Cumhurbaşkanı Recep Tayyip Erdoğan, “Yeni yatırımlar erişilebilirlik esasına göre yapılmalı, eski bunların dönüşümleri süratle yapılmalıdır. Erişilebilirlik standartları belirlenmeli ve tüm kurumlar çalışmalarını buna göre yürütmelidir. Bu amaçla 2020 yılının erişilebilirlik yılı olarak ilan edilmesinde fayda görüyorum, hayırlı olsun” dedi.

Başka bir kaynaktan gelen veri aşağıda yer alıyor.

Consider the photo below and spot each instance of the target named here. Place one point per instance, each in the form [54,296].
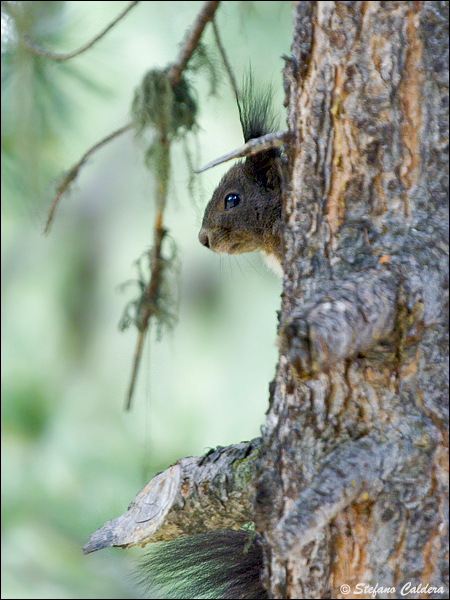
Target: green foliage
[71,458]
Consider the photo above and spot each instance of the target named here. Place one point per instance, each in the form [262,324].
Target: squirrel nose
[203,238]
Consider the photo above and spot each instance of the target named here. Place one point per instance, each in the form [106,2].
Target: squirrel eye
[232,200]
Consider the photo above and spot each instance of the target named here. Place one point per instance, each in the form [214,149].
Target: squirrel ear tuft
[256,109]
[263,169]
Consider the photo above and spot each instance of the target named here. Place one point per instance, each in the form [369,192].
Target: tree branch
[191,41]
[73,173]
[254,146]
[194,495]
[62,57]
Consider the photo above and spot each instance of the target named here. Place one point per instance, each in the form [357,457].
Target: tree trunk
[352,484]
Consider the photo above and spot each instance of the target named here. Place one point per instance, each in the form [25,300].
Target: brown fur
[256,222]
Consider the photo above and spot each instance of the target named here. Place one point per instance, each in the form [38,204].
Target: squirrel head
[245,211]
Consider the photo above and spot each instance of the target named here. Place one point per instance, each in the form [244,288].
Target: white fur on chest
[273,263]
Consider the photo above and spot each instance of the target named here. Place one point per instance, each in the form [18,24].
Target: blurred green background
[71,457]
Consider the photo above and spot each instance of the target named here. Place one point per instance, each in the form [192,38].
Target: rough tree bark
[348,483]
[352,481]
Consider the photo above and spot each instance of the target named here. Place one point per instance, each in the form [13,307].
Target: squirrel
[243,215]
[245,211]
[217,564]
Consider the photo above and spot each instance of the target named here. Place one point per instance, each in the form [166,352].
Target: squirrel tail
[218,564]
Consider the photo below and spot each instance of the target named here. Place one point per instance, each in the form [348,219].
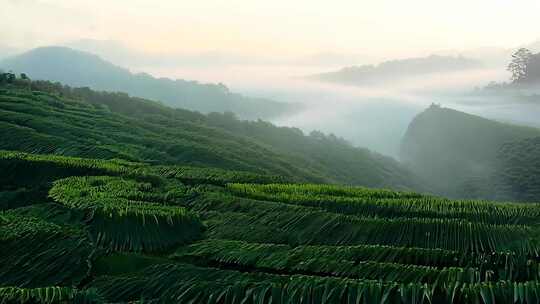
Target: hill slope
[460,153]
[80,69]
[113,125]
[125,232]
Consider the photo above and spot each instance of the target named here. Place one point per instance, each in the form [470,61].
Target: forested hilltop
[81,69]
[467,156]
[42,117]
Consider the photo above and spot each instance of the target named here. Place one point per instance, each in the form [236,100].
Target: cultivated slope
[462,155]
[81,69]
[106,125]
[125,232]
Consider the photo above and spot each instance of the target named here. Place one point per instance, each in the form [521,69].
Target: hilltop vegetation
[117,232]
[80,69]
[41,117]
[468,156]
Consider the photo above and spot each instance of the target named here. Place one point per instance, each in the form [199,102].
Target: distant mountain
[80,69]
[43,117]
[463,155]
[397,69]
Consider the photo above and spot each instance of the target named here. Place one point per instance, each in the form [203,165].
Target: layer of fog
[375,117]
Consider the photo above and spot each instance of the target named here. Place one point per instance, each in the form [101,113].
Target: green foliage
[86,124]
[389,204]
[399,264]
[48,295]
[36,253]
[120,219]
[77,68]
[460,155]
[175,283]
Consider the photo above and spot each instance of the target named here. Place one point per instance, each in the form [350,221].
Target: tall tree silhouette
[518,65]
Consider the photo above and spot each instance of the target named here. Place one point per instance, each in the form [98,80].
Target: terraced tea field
[97,231]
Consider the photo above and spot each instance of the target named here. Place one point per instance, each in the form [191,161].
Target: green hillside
[40,117]
[464,155]
[112,231]
[81,69]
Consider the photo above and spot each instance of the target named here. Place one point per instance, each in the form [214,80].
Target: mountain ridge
[83,69]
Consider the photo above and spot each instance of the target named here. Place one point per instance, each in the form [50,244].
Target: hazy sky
[274,28]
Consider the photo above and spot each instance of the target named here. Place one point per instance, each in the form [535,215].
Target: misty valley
[235,170]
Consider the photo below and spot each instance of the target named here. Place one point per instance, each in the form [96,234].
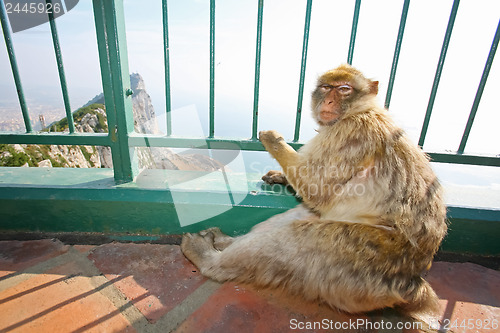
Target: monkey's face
[337,90]
[331,100]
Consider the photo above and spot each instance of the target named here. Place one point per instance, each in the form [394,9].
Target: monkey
[371,219]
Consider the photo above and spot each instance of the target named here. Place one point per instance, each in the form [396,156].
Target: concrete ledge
[172,202]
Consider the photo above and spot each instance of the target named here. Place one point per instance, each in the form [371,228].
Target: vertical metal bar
[60,68]
[439,70]
[257,70]
[397,51]
[212,68]
[302,70]
[112,45]
[480,90]
[13,64]
[354,28]
[168,103]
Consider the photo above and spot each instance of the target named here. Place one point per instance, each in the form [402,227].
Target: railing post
[303,63]
[439,70]
[112,45]
[13,65]
[354,29]
[258,48]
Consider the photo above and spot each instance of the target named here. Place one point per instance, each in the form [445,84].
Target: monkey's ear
[374,87]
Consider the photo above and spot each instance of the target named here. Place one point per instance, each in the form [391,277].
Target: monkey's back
[386,179]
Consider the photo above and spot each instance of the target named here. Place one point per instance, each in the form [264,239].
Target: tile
[84,248]
[156,278]
[470,296]
[60,300]
[19,255]
[236,308]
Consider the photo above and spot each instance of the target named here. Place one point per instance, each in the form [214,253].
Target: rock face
[91,118]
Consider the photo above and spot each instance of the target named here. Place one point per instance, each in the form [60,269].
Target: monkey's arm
[286,156]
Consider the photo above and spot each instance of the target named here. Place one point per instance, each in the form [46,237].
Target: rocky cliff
[91,118]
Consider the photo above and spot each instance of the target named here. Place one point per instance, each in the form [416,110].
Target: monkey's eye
[344,89]
[326,87]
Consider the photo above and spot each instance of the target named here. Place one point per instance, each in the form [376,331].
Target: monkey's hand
[272,141]
[279,149]
[275,177]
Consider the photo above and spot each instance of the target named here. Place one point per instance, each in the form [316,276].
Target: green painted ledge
[172,202]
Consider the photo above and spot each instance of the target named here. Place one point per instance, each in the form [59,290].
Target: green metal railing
[112,46]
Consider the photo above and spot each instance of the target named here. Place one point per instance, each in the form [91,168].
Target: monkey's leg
[220,239]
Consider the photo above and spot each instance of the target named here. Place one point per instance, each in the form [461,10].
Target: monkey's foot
[197,248]
[275,177]
[271,140]
[220,240]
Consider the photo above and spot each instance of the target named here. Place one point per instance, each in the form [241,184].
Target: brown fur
[372,216]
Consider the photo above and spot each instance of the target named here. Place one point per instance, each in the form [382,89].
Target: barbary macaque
[371,219]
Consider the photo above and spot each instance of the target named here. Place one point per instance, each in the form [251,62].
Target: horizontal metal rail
[57,138]
[121,138]
[144,140]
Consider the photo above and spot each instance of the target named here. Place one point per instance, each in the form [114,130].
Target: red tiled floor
[60,300]
[236,308]
[153,288]
[18,255]
[155,277]
[470,296]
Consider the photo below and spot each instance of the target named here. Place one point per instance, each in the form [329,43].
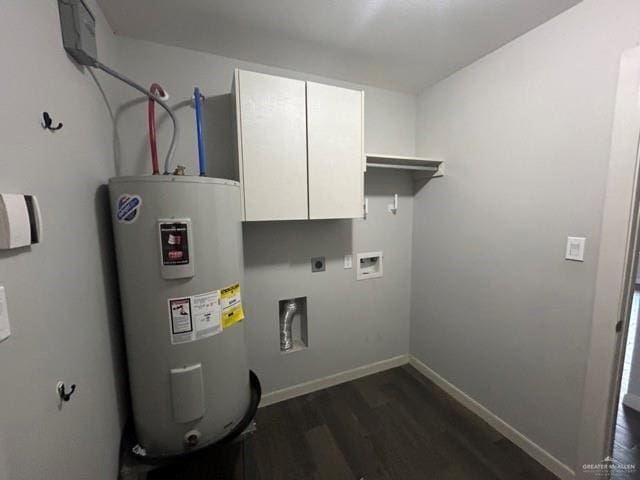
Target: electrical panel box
[20,221]
[78,31]
[176,248]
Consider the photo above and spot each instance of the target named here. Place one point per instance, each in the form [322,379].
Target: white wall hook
[393,208]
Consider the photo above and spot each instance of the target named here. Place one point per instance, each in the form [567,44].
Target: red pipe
[155,89]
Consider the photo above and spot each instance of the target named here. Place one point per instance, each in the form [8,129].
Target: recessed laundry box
[179,252]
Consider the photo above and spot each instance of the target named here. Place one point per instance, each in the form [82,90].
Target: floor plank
[394,425]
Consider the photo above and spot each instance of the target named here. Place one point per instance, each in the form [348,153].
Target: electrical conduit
[201,153]
[174,139]
[156,90]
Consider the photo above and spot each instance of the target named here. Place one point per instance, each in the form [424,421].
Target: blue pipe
[201,154]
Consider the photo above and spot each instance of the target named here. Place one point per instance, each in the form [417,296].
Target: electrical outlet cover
[318,264]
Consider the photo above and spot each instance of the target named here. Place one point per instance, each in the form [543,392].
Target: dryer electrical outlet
[369,265]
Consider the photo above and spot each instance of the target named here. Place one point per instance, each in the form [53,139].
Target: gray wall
[496,310]
[351,323]
[61,293]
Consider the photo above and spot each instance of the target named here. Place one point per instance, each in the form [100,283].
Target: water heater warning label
[231,303]
[174,238]
[195,317]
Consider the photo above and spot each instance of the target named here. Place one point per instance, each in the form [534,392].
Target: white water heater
[179,252]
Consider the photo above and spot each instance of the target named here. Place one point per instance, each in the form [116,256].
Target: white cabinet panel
[272,146]
[335,151]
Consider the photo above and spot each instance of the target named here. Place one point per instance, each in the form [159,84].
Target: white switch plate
[5,329]
[575,249]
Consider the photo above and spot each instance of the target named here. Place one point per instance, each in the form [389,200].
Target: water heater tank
[179,252]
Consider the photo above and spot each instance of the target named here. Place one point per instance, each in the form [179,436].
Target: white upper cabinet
[272,148]
[300,148]
[335,151]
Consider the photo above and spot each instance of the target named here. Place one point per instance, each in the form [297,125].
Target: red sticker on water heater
[174,238]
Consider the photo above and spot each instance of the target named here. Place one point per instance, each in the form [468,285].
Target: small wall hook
[47,122]
[62,393]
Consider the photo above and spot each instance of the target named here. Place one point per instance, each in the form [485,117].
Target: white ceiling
[404,45]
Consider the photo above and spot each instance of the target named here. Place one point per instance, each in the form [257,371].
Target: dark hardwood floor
[626,445]
[395,425]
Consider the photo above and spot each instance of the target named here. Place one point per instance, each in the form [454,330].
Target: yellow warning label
[232,315]
[231,303]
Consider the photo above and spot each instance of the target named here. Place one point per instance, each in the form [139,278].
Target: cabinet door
[335,151]
[273,147]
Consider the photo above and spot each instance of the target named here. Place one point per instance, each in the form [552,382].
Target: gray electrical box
[78,31]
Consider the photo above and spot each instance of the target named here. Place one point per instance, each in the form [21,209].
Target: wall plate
[368,265]
[318,264]
[575,249]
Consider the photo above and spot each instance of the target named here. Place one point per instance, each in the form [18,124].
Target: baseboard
[632,401]
[526,444]
[335,379]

ENGELLİ VATANDAŞLARIN KAMUYA YERLEŞTİRİLMESİ
Beştepe Millet Kongre ve Kültür Merkezi'nde düzenlenen engelli vatandaşların ve devlet korumasından yararlanmış gençlerin kamu kurumlarına yerleştirilmesi törenine katılan Cumhurbaşkanı Erdoğan, Türkiye’deki engelli memur sayısının kendilerinden önceki döneme göre yaklaşık 10 kat artarak 56 bin 500 kişiye ulaştığını belirtti. Erdoğan, “Bugün de her eğitim seviyesinden bin 304 engelli vatandaşımızı kamuda işe yerleştiriyoruz. Devlet korumasında yetişen gençlerimizden 2002'den bugüne kadar kamuya yerleştirdiklerimizin sayısı 29 bine ulaştı. Devlet olarak 17 yıllık görev sürecimizde hiçbir zaman engelli kardeşlerimize duyarsız olmadık, her zaman yanlarında olduk, olmaya devam edeceğiz. Bugün her eğitim seviyesinden bin 561 gencimizin daha atamasını gerçekleştiriyoruz” diye konuştu.

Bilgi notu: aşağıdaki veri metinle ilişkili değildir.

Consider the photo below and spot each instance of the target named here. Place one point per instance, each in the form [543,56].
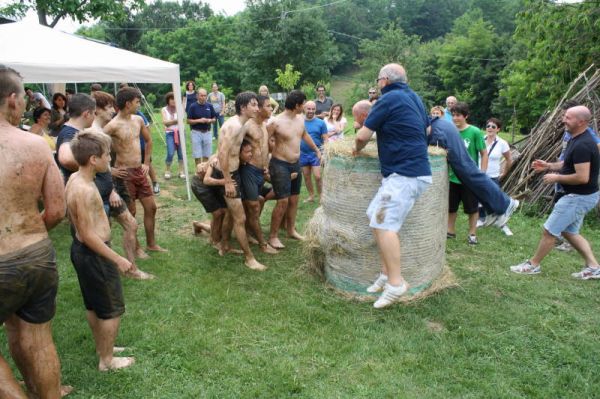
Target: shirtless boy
[205,186]
[246,106]
[288,130]
[252,173]
[112,186]
[125,130]
[96,264]
[28,275]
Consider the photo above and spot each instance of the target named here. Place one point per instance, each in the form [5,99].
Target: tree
[287,79]
[553,44]
[470,60]
[50,12]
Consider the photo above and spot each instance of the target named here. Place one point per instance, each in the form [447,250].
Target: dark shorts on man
[309,159]
[281,172]
[209,196]
[460,193]
[252,182]
[137,184]
[235,176]
[29,283]
[99,281]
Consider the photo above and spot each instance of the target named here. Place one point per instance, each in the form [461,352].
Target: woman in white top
[336,123]
[169,114]
[497,149]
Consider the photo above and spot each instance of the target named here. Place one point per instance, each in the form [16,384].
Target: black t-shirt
[103,180]
[581,149]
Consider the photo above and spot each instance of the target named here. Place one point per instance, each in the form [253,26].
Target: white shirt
[495,157]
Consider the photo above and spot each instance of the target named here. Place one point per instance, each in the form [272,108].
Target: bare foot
[275,243]
[296,236]
[255,265]
[141,254]
[156,248]
[140,275]
[65,390]
[117,363]
[266,248]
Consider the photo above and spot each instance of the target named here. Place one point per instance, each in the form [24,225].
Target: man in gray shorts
[28,275]
[400,120]
[200,115]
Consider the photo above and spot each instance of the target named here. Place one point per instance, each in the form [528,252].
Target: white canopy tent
[42,54]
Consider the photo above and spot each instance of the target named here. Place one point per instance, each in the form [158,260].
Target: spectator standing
[450,102]
[190,95]
[59,115]
[264,91]
[336,123]
[217,100]
[323,103]
[497,148]
[200,115]
[169,114]
[41,119]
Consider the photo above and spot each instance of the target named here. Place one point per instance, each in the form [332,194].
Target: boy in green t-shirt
[475,144]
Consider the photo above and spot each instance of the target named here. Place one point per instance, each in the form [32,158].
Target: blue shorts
[201,144]
[568,213]
[394,200]
[252,182]
[309,159]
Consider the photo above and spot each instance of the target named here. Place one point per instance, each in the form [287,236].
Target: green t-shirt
[474,143]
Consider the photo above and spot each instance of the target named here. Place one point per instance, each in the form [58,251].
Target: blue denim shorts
[394,200]
[568,213]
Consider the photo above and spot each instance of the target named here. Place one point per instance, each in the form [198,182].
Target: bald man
[577,173]
[451,101]
[401,121]
[310,163]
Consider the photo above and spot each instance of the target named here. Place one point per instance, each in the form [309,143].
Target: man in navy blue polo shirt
[200,115]
[400,120]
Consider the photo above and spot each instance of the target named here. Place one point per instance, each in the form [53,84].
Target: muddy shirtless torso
[27,173]
[125,132]
[287,130]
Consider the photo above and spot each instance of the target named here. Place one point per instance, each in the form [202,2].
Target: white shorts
[394,200]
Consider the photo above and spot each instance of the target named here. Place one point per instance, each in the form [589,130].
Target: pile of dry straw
[340,246]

“DÜNYANIN EN İYİ SOSYAL GÜVENLİK VE SAĞLIK SİSTEMİNİ KURMAMIZIN AMACI DA BUDUR”
Bu ülkede yaşayan her birey gibi engellilere ve devlet korumasında yetişen gençlere sahip çıktıklarını, kendilerini en iyi geleceğe hazırlamaya çalıştıklarını söyleyen Erdoğan, “Geçmişte devlet ile millet arasındaki ilişkiler uzunca bir süre maalesef kopuk yürüdü. Tek parti döneminde insanına tepeden bakan, milleti hor, hakir gören jakoben bir anlayış hakim oldu. Çok partili siyasi hayata geçilirken milletimiz sadece değerlerine saygı duyan değil, aynı zamanda kendisine hak ettiği hizmetleri getiren bir yönetim anlayışının da özlemi içindeydi. Rahmetli Adnan Menderes ve ardından rahmetli Özal işte bu iki alanda birden yaptıkları reformlarla milletimizin gönlünü fethettiler. AK Parti'nin 17 yıllık iktidarındaki en büyük başarısı hem demokrasiyi geliştirmesi hem de kalkınmayı sağlamasıdır. Tabii kalkınma bu ülkenin vatandaşlarının her birini de kapsayınca anlamlı hale gelir. Ülkenin kaynakları eskiden olduğu gibi sadece bir avuç mutlu azınlığın emrine verildiğinde yapılan işin adı kalkınma değil adaletsizlik olur. Biz Türkiye'nin zenginliğini 81 vilayetin tamamına ve buralarda yaşayan her kesimden insanımızın istifadesine sunduk. Türkiye'yi büyütürken, üretimi artırırken, milli gelirimizi 3 kattan fazla yükseltirken, istihdam yelpazesini genişletirken tüm vatandaşlarımızı özellikle kucaklamaya gayret ettik. Dünyanın en iyi sosyal güvenlik ve sağlık sistemini kurmamızın amacı da budur. Ülkemizde devletin şefkat şemsiyesi dışında hiç kimsenin kalmaması için özel çaba gösterdik” şeklinde konuştu.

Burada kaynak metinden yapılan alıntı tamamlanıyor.